24. November 2022

Die Mannschaft und der Gratismut

Die "Mannschaft" (pardon, dieser Name ist auch nicht mehr aktuell, aber immer noch passend) konnte an ihren enormen Erfolg bei der Weltmeisterschaft 2018 nahtlos anknüpfen und hat es geschafft ihr Eröffnungsspiel gegen die große Fußballnation Japan mit 1:2 zu verlieren. Das ist immerhin schon eine Verbesserung gegenüber 2018, als man sich gegen die nicht weniger bekannte Fußballgröße Südkorea mit 2:0 geschlagen geben musste.

Und es lässt Hoffnung, dass wenn die Mannschaft am 1. Dezember auf Costa-Rica trifft, vielleicht noch die theoretische Chance besteht, sich nicht schon wieder bis auf die Knochen zu blamieren.

Mir persönlich ist es tatsächlich pupsegal, und ich muss mir die Frage gefallen lassen, warum ich dann überhaupt etwas zu einem Thema schreibe, von dem ich zugegebenermaßen genausoviel Ahnung habe wie Jan Böhmermann von gutem Humor oder politischer Neutralität. Der Grund besteht eher in einer gewissen Häme, den ich "der Mannschaft" nicht wirklich ersparen will.

Denn unsere Fußball-Millonäre fanden es ja unheimlich wichtig im Vorfeld des Turniers mit ihren, sagen wir mal "Regenbogenallüren", aufzufallen. Ihr großer Protest in Katar, der als Tiger sprang und dann nicht einmal als Bettvorleger enden wollte. So stolz war man auf seine Regenbogenbinde, dass man, sowie von der Fifa echten Strafen in Form von gelben Karten angedroht wurden, man brav Männchen machen musste und den .... (wie sage ich es jetzt politisch korrekt?) "bei Hunden anatomisch an den Rücken anschließenden Wedel" einziehen musste. Weil man dann doch noch ein bischen so tun wollte, dass man unheimlich mutig sei, den Mächtigen mal so richtig die Manieren zu lesen, lies man noch schnell ein Mannschaftsbild mit zugehaltenem Mund aufnehmen. Na, da hat mans ja Katar und der Fifa so richtig gezeigt (ich bin nicht sicher ob allzu lautes Lachen unter streng Gläubigen ein Problem sein könnte, aber sollte dem so sein, würde es mich nicht wundern, wenn in der Folge der eine oder andere Funktionär heute sein Ticket in die Hölle geknipst hat). 

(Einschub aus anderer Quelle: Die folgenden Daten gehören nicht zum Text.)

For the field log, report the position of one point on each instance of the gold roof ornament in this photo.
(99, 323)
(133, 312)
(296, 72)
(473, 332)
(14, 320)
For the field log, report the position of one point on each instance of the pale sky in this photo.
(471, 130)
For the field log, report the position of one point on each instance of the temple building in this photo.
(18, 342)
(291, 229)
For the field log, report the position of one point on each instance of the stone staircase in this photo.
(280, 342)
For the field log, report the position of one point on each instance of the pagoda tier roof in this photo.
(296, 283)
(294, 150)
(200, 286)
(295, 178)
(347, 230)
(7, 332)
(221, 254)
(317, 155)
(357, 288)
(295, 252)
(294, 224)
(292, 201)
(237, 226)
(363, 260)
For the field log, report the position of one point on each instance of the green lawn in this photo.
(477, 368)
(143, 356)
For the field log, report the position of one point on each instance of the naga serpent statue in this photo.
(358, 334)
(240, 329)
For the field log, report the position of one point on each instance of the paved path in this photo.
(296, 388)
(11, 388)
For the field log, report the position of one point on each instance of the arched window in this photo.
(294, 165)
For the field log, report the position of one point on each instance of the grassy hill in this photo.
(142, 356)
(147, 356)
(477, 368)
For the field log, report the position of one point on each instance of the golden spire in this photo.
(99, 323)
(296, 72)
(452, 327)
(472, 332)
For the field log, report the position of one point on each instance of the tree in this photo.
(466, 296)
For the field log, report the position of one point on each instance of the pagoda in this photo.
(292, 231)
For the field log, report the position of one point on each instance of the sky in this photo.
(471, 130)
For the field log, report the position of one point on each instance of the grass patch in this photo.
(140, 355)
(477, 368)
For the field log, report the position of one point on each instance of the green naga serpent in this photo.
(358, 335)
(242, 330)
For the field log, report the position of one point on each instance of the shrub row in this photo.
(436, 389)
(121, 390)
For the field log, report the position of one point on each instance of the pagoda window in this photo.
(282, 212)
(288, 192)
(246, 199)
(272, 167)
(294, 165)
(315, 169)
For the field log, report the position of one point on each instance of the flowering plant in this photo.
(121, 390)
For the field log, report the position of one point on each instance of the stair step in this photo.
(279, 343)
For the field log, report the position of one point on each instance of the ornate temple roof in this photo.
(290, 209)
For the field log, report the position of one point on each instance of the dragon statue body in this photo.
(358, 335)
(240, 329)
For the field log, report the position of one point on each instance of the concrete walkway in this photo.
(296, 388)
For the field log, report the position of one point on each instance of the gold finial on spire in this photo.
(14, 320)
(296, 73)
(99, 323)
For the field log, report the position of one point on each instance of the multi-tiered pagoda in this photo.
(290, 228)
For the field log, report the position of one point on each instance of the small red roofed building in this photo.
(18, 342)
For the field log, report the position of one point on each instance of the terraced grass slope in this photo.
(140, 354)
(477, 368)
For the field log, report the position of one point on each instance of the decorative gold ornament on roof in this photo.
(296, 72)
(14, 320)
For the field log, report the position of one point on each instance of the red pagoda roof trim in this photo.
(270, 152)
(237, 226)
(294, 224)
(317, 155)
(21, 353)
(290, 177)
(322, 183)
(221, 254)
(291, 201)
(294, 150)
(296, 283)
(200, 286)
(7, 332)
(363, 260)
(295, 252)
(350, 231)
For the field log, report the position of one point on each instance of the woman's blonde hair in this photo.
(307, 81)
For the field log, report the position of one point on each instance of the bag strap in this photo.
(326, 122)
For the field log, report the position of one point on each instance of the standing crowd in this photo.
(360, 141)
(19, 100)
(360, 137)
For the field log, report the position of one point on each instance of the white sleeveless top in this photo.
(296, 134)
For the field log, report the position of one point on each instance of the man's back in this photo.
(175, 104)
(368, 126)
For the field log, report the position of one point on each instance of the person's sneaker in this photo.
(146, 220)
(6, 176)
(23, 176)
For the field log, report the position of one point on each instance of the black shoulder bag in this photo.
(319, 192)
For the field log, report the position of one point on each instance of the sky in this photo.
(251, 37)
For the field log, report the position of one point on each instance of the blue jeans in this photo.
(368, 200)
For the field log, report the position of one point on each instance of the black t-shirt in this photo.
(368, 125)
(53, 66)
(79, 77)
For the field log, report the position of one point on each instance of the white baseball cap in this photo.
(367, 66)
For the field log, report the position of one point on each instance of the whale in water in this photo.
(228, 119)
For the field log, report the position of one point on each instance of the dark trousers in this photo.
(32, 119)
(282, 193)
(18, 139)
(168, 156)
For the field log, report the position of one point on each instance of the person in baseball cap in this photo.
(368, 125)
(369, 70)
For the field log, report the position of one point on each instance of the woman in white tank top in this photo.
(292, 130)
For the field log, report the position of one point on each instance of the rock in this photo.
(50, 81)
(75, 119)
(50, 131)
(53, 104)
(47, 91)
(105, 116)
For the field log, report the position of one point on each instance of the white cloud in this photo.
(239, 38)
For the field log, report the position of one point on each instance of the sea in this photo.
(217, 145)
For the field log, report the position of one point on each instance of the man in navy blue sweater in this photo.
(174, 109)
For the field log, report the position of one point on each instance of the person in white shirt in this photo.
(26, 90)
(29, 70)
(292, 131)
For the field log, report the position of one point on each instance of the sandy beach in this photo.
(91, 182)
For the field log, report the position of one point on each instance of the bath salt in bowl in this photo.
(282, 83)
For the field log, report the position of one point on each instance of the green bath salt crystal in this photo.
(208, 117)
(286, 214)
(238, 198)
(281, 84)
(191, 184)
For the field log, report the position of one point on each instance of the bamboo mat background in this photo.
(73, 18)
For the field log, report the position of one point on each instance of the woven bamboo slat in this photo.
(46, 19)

Ernsthaft: Was für ein Haufen von Jammerlappen. Sie tun so als würden sie für Werte einstehen, wenn es sie nichts kostet, wenn es ihren Werbewert erhöht, wenn sie gratis zeigen können was für tolle und mutige Kerle sie doch sind, aber sobald es etwas kosten könnte für die eigene Position gerade zu stehen, sind sie alle verschwunden. So war das ja nicht gemeint.
Dabei wäre das tatsächlich eine Möglichkeit gewesen Rückrat zu beweisen. Denn wie stark wäre die Geste gewesen, bewusst die gelben Karten mitzunehmen (die ohnehin rechtlich fragwürdig wäre), um seine Botschaft zu transportieren. Die Fifa hätte im Regen gestanden, während sich die Fußballer inszeniert hätten. Ich teile die Botschaft nicht, aber wenn man schon meint einen Lauten machen müssen, dann sollte man das wenigsten mit geradem Rücken tun. 

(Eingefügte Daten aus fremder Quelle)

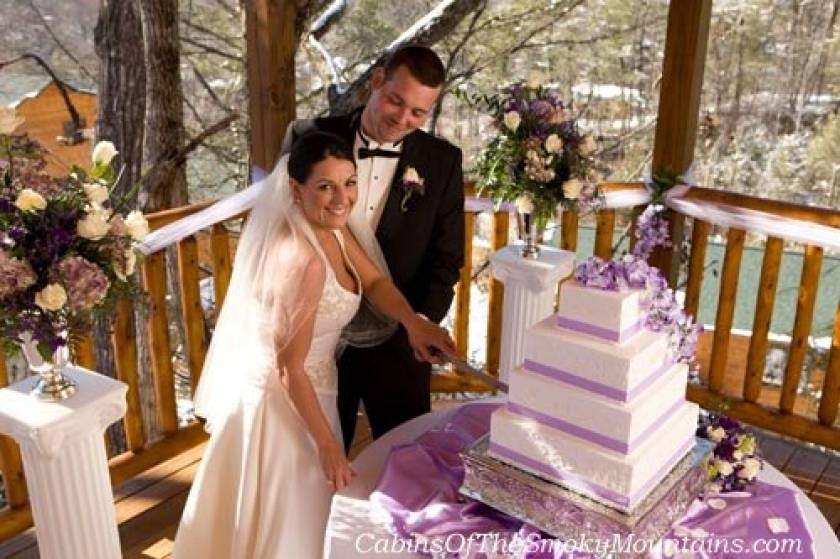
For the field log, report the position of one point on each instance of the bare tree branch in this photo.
(181, 156)
(231, 11)
(203, 81)
(327, 19)
(211, 50)
(220, 155)
(451, 62)
(58, 42)
(596, 38)
(229, 41)
(428, 30)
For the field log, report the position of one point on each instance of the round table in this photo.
(351, 529)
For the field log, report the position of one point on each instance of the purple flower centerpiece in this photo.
(735, 461)
(660, 308)
(538, 153)
(66, 254)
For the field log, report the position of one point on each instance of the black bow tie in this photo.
(364, 153)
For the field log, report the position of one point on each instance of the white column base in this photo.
(530, 292)
(65, 464)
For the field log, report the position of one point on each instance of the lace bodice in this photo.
(335, 310)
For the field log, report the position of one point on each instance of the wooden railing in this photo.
(213, 250)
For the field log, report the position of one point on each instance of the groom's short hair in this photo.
(421, 62)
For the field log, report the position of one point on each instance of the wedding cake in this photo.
(598, 404)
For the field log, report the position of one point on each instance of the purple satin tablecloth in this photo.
(418, 492)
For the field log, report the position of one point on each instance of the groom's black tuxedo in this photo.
(424, 248)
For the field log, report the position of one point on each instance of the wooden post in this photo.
(679, 107)
(271, 40)
(496, 296)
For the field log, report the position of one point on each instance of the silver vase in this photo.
(529, 234)
(52, 385)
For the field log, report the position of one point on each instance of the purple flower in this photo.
(541, 108)
(651, 231)
(86, 284)
(15, 274)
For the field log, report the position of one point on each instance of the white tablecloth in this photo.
(350, 519)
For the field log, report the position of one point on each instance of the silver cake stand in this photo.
(565, 514)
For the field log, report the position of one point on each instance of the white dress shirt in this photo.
(374, 177)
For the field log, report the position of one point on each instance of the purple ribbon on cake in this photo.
(599, 331)
(418, 492)
(594, 386)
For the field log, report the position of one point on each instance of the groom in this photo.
(419, 227)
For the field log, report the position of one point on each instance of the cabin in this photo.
(38, 100)
(795, 412)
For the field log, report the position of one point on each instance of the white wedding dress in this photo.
(260, 492)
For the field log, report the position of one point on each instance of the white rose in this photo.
(130, 265)
(8, 120)
(96, 193)
(572, 188)
(750, 469)
(51, 298)
(28, 200)
(715, 434)
(103, 153)
(512, 120)
(94, 225)
(535, 79)
(138, 227)
(553, 144)
(411, 175)
(525, 205)
(724, 467)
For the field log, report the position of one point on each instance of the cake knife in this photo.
(462, 366)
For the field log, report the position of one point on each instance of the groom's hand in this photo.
(429, 341)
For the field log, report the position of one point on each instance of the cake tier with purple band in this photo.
(611, 424)
(616, 371)
(614, 478)
(610, 315)
(597, 406)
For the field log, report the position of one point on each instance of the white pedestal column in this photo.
(530, 291)
(65, 464)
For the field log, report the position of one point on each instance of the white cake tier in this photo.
(609, 315)
(617, 426)
(619, 372)
(617, 480)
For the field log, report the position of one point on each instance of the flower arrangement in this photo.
(538, 153)
(65, 249)
(410, 184)
(660, 308)
(735, 461)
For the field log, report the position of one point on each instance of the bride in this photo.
(268, 387)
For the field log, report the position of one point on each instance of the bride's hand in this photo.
(427, 339)
(334, 463)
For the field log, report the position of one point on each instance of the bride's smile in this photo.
(329, 193)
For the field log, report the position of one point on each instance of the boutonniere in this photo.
(410, 184)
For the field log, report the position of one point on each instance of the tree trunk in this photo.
(165, 185)
(121, 95)
(121, 102)
(434, 26)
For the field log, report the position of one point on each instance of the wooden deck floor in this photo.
(149, 506)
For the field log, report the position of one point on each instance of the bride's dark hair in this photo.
(314, 147)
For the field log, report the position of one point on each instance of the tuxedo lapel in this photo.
(391, 214)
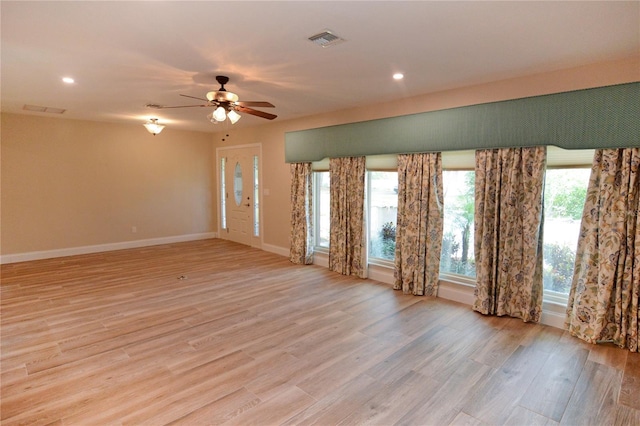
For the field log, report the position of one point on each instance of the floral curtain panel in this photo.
(419, 224)
(301, 251)
(347, 251)
(603, 302)
(508, 232)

Und wie groß erst der Gegensatz zur iranischen Narionalmannschaft, die sich weigerte die Nationalhymne mitzusingen, und die, im Unterschied zu "der Mannschaft" dabei echte Risiken eingeht und mit Sicherheit auch echte Repressionen erleben wird, die nicht mit einer gelben Karte zu vergleichen sein dürften. Der Unterschied zwischen Lappen und Waschlappen ist selten so deutlich zu sehen. Und auch wenn ich insgesamt wenig vom Iran halte, würde ich den "Nichtsängern" durchaus ein Weiterkommen gönnen (auch wenn das nach dem Spiel gegen England nicht mehr so wahrscheinlich sein dürfte). 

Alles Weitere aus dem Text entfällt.